According to the Commerce Department, homeownership slipped to 19-year lows with more Americans deciding to rent than own. The Commerce Department's seasonally adjusted rate for homeownership dropped to 64.8 percent, which is the lowest level since 1995's second quarter. The rate's peak was 69.4 percent in 2004 but has been at 65 percent during the first three months of 2013.

The S&P/Case-Shiller Home Price Indices, which measured U.S. home prices in 20 major cities, reported property values increased compared to May 2013, but it is the smallest year-to-year jump since February 2013.

"Home prices rose at their slowest pace since February of last year," said S&P Dow Jones Indices' Index Committee Chairman David M. Blitzer. "The 10- and 20-City Composites posted just over 9 [percent], well below expectations.

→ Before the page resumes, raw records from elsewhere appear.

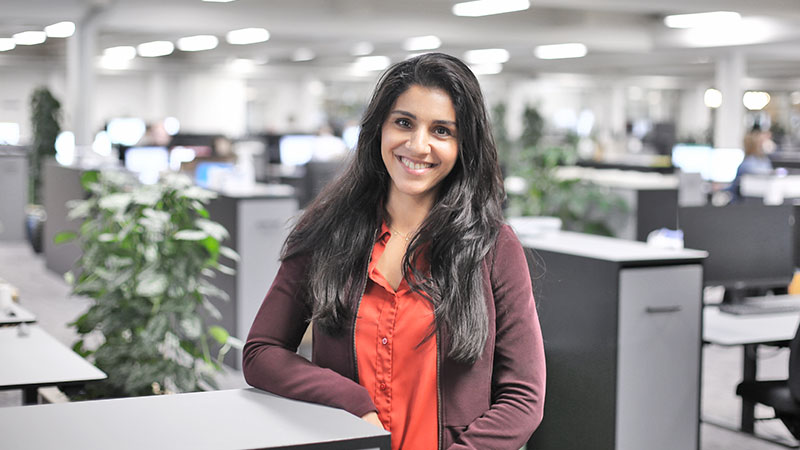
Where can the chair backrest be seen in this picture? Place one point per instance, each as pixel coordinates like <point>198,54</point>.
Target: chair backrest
<point>794,366</point>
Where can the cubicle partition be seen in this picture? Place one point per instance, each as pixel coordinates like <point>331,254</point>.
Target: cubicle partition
<point>258,222</point>
<point>13,193</point>
<point>621,325</point>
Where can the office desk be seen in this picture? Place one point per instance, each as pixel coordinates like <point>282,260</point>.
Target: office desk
<point>621,327</point>
<point>16,315</point>
<point>749,331</point>
<point>231,419</point>
<point>38,360</point>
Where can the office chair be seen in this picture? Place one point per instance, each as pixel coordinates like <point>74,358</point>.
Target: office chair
<point>782,395</point>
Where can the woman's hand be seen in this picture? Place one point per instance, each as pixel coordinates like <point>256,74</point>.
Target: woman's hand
<point>372,417</point>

Month-to-month, all cities are posting gains before seasonal adjustment; after seasonal adjustment 14 of 20 were lower."

According to Blitzer, nine cities saw double-digit increases in May compared to 2013, including Las Vegas with 16.9 percent, San Francisco with 13.2 percent, San Diego with 12.4 percent, Los Angeles with 12.3 percent, Tampa with 10.2 percent and Portland with 10 percent.

"Housing has been turning in mixed economic numbers in the last few months. Prices and sales of existing homes have shown improvement while construction and sales of new homes continue to lag," added Blitzer. "At the same time, the broader economy and especially employment are showing larger improvements and substantial gains."

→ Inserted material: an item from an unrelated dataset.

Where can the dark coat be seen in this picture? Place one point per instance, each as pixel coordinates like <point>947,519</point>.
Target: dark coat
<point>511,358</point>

Bloomberg's survey of 30 economists had projected a year-over-year increase of 9.9 percent. Bloomberg also suggested higher mortgage rates and stricter lending policies have hurt sales.

"This time last year, prices began to grow at double-digit yearly rates; with this in mind, a smaller increase over a higher base is a healthy sign," noted analysts at IHS Global Insight in a note to investors, via CBS News. "Since home price appreciation is closely tied to the economic health of the cities covered in the index, this report suggests that home price growth is fueled by fundamentals, and not a speculative bubble."

The numbers come as the National Association of Realtors (NAR) reported pending home sales slipped 1.1 points in June and 7.3 percent from 2013.

"Activity is notably higher than earlier this year as prices have moderated and inventory levels have improved," said NAR Chief Economist Lawrence Yun. "However, supply shortages still exist in parts of the country, wages are flat, and tight credit conditions are deterring a higher number of potential buyers from fully taking advantage of lower interest rates."